Fast on the heels of Munyurangabo’s brief New York run comes Anne Aghion’s My Neighbor, My Killer, a documentary that, like Lee Isaac Chung’s fictional film, examines the legacy of Rwanda’s 1994 genocide. What the movies have in common is that, while directed by outsiders (Chung is Korean-American, Aghion French-American), both scrupulously avoid the glossy reductivism of higher-budget American productions that tend to render historical atrocity both overly familiar (because of recognizable genre tropes) and comfortably distant (because a lack of immediacy). While Chung uses local actors, films in the Kinyarwanda language, and confines the bulk of the action to a single local setting, Aghion deliberately avoids making concessions to viewers unfamiliar with the conflict and, with the exception of a few brief radio snippets, provides very little contextualizing information. Despite the films’ weaknesses (in Munyurangabo, a last-minute plot development that seems to absolve the protagonist of having to kill, in My Neighbor a fragmented fly-on-the-wall perspective that, while illuminating, also risks a certain amount of confusion), what is at stake in the two projects is a new authenticity lacking from other Western treatments of the genocide, a respect for the Rwandan people and an understanding of the ways in which tragedy must give way to reconciliation in order for the devastated nation to continue.
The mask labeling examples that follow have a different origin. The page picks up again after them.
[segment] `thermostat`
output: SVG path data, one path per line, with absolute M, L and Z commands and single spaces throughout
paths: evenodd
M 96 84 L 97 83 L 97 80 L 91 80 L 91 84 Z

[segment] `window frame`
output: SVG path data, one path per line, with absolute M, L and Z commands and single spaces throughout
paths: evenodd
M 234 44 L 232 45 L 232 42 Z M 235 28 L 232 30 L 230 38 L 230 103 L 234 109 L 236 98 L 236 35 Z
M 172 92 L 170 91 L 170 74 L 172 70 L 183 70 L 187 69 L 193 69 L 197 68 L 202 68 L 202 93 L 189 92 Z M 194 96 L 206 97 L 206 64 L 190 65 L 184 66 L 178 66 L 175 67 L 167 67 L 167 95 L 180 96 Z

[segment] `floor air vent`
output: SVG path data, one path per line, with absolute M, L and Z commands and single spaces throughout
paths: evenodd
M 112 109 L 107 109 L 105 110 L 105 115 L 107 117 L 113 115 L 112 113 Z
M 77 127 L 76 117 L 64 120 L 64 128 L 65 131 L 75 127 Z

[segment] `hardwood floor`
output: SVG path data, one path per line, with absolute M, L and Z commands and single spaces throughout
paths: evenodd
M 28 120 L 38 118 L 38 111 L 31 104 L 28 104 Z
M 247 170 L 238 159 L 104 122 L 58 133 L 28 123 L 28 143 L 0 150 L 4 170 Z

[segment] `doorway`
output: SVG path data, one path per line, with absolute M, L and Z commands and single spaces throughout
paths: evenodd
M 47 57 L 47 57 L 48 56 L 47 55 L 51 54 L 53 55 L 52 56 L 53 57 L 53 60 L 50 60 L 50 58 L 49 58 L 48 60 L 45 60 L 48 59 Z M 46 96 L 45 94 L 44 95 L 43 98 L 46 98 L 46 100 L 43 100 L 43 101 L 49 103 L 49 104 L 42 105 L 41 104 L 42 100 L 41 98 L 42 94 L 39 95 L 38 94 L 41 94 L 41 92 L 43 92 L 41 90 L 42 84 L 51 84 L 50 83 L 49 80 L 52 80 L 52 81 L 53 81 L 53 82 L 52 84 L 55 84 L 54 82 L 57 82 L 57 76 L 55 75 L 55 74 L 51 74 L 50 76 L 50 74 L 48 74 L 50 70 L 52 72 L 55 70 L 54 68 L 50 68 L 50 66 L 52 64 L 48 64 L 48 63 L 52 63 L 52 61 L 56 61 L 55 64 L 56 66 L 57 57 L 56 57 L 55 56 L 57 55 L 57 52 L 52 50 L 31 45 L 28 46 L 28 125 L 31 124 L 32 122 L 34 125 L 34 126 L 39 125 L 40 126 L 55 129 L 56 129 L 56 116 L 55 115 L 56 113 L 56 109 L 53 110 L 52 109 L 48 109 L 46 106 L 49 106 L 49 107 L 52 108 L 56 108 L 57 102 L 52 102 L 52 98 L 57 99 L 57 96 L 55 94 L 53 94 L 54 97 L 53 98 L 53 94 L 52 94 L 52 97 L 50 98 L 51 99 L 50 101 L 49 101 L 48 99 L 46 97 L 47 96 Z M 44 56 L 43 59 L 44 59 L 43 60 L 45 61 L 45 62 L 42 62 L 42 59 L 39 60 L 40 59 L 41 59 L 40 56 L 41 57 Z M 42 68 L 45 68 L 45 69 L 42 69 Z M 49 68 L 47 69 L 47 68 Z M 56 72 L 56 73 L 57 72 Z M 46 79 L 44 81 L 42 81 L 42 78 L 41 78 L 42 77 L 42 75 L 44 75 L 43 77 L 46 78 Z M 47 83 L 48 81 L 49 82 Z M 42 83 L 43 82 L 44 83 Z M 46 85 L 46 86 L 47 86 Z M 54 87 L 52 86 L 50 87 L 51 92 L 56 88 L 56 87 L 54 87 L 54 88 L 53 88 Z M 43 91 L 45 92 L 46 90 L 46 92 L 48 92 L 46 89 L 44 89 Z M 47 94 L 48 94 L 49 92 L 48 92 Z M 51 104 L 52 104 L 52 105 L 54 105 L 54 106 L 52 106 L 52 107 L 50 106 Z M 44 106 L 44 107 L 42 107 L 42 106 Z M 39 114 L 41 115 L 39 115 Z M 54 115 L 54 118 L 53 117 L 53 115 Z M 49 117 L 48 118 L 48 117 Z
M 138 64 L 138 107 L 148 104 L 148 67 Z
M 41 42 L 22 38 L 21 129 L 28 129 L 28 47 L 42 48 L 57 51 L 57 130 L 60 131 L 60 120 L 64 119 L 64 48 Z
Reconciliation is the watchword for the villagers in My Neighbor whether they like it or not. Aghion’s video feature, her third project to treat the aftermath of the genocide, tracks the implementation of Gacaca, a unique judicial process instituted by the Rwandan government designed to force an understanding between victim and perpetrator, as it unfolds in a single village. A collection of filmed fragments taken over several years, My Neighbor begins with the release of several alleged war criminals from prison and their return to their native village where they live side-by-side with their victims. Then after eliding several years of (at least hypothetical) reintegration, Aghion films the villages holding open air trials in which townspeople stand up and directly confront the alleged murderers of their husbands and children.
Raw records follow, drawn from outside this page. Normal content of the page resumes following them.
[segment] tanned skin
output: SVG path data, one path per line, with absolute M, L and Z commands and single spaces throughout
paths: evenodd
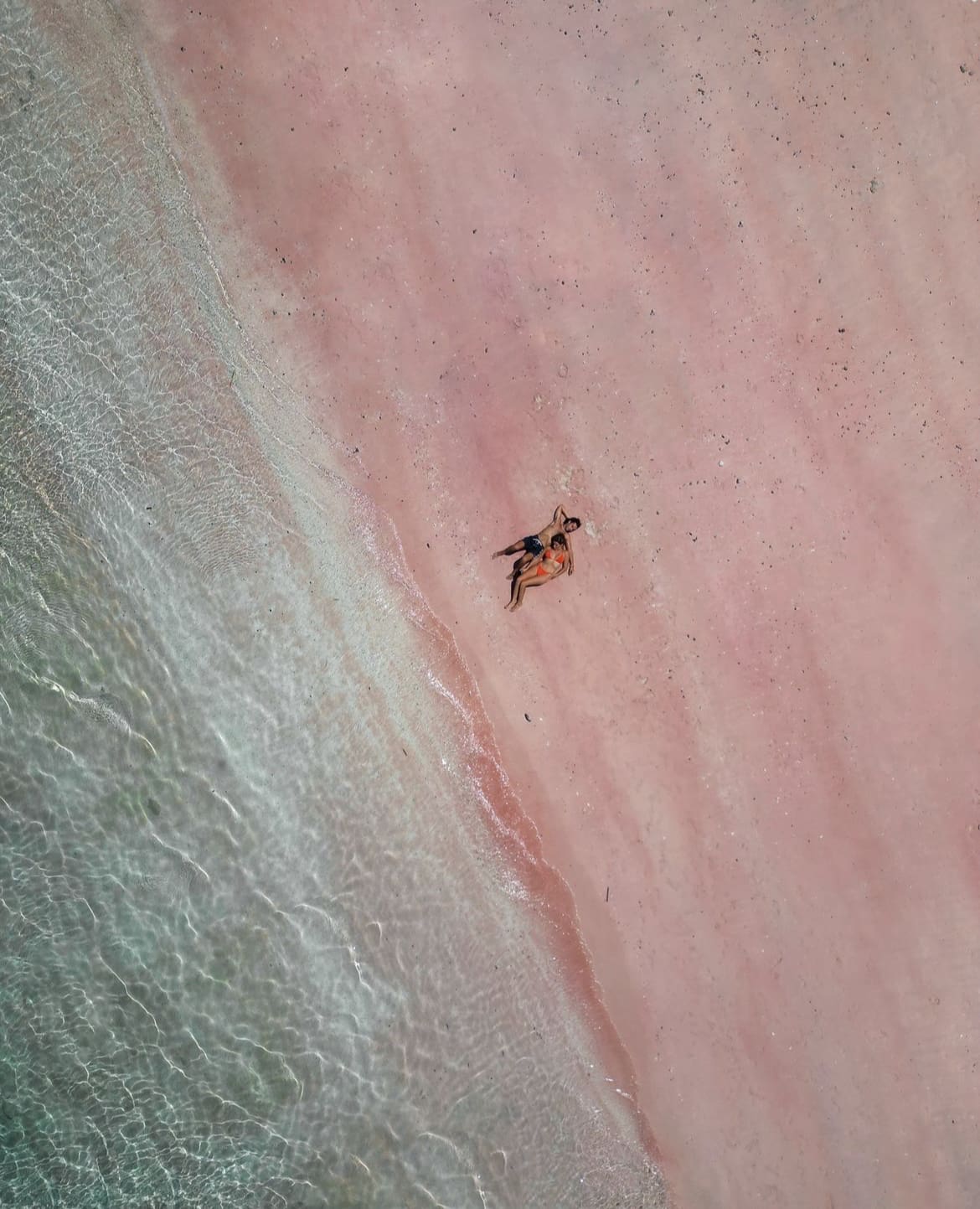
M 551 523 L 545 525 L 545 527 L 538 534 L 538 540 L 541 543 L 545 550 L 547 550 L 547 548 L 551 545 L 552 537 L 555 537 L 556 533 L 564 533 L 566 542 L 568 543 L 567 567 L 569 575 L 574 575 L 575 573 L 575 554 L 572 549 L 570 534 L 574 533 L 578 527 L 579 526 L 574 521 L 574 519 L 569 519 L 569 516 L 566 514 L 564 508 L 561 504 L 558 504 L 558 507 L 555 509 L 555 515 L 551 517 Z M 508 555 L 511 554 L 521 555 L 521 557 L 514 563 L 512 569 L 509 572 L 508 579 L 517 579 L 529 568 L 537 567 L 537 565 L 544 557 L 543 554 L 535 556 L 529 550 L 527 550 L 524 548 L 526 540 L 527 540 L 526 538 L 521 538 L 520 542 L 515 542 L 512 545 L 506 546 L 504 550 L 495 550 L 493 554 L 494 559 L 506 557 Z M 544 582 L 545 582 L 544 577 L 541 577 L 541 583 Z

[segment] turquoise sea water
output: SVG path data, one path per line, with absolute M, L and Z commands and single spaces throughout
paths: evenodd
M 657 1204 L 383 522 L 65 12 L 0 5 L 0 1207 Z

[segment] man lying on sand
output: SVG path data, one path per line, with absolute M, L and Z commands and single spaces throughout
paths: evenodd
M 514 585 L 510 590 L 510 600 L 504 608 L 516 613 L 524 600 L 528 588 L 540 588 L 566 571 L 572 574 L 572 546 L 564 533 L 556 533 L 551 538 L 551 544 L 545 548 L 544 554 L 532 559 L 530 566 L 520 575 L 514 577 Z
M 500 559 L 509 554 L 520 554 L 521 557 L 514 563 L 514 569 L 508 577 L 517 579 L 518 575 L 528 569 L 532 562 L 540 560 L 545 549 L 551 545 L 551 539 L 556 533 L 564 533 L 568 539 L 569 534 L 574 533 L 580 526 L 581 521 L 579 517 L 566 516 L 564 508 L 558 504 L 555 509 L 555 515 L 551 517 L 551 523 L 545 525 L 540 533 L 533 533 L 530 537 L 522 537 L 520 542 L 515 542 L 514 545 L 509 545 L 505 550 L 494 551 L 493 556 L 494 559 Z M 567 545 L 568 573 L 569 575 L 573 575 L 575 573 L 575 555 L 572 553 L 570 540 L 567 540 Z

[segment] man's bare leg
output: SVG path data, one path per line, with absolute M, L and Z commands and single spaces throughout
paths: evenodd
M 524 550 L 524 539 L 521 538 L 520 542 L 515 542 L 514 545 L 509 545 L 505 550 L 494 550 L 493 557 L 500 559 L 508 554 L 521 554 Z
M 555 579 L 555 575 L 539 575 L 538 568 L 534 571 L 526 571 L 523 575 L 518 575 L 514 580 L 514 589 L 510 594 L 510 601 L 504 608 L 509 608 L 511 613 L 516 613 L 524 600 L 524 592 L 528 588 L 540 588 L 541 584 L 549 583 L 549 580 Z

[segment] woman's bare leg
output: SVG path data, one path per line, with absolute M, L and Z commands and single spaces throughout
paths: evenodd
M 518 575 L 514 580 L 514 590 L 510 594 L 510 603 L 506 604 L 506 608 L 509 608 L 511 613 L 516 612 L 521 607 L 524 592 L 528 588 L 540 588 L 541 584 L 546 584 L 553 578 L 553 575 L 539 575 L 537 567 L 534 571 L 526 571 L 523 575 Z

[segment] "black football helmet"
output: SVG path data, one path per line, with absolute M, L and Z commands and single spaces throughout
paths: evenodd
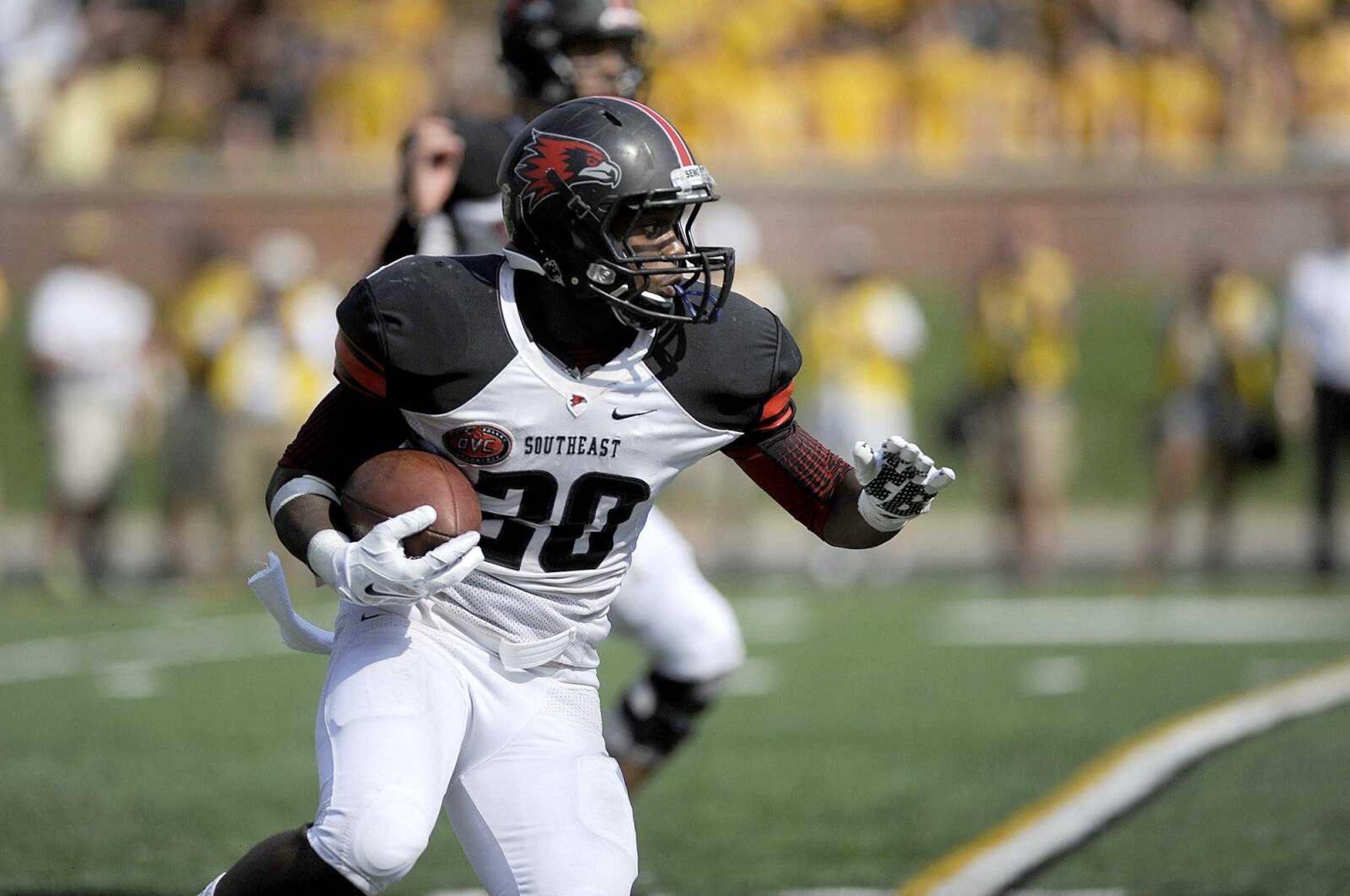
M 506 0 L 500 31 L 516 93 L 545 105 L 576 97 L 567 54 L 590 45 L 614 43 L 628 61 L 618 96 L 637 96 L 645 77 L 640 53 L 647 31 L 630 0 Z
M 508 248 L 570 293 L 639 329 L 717 318 L 736 252 L 694 243 L 716 182 L 657 112 L 622 97 L 556 105 L 512 140 L 497 186 Z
Although the director takes a deliberately nonjudgmental approach, the trial process as it’s presented seems of at least questionable efficacy. In the first stage, the returned prisoners mostly avoid contact with the victims and, in the second, mostly deny their direct involvement in atrocity. Along the way Aghion captures some revealing moments of conflict—a gathering in a makeshift bar in which victims sit beside an alleged perpetrator uneasily sharing a beer, the entire concluding trial sequence in which the words of the victims ring out with enough measured outrage to counter the defendants’ weak denials—which speak more to the difficulty of reconciliation than to its possibility, or even desirability. If ultimately the work’s fragments—like the Gacaca process itself—fail to fully cohere, then the project’s privileged look into a unique experiment makes it at least valuable as a document in our ongoing understanding of the lasting implications of genocide.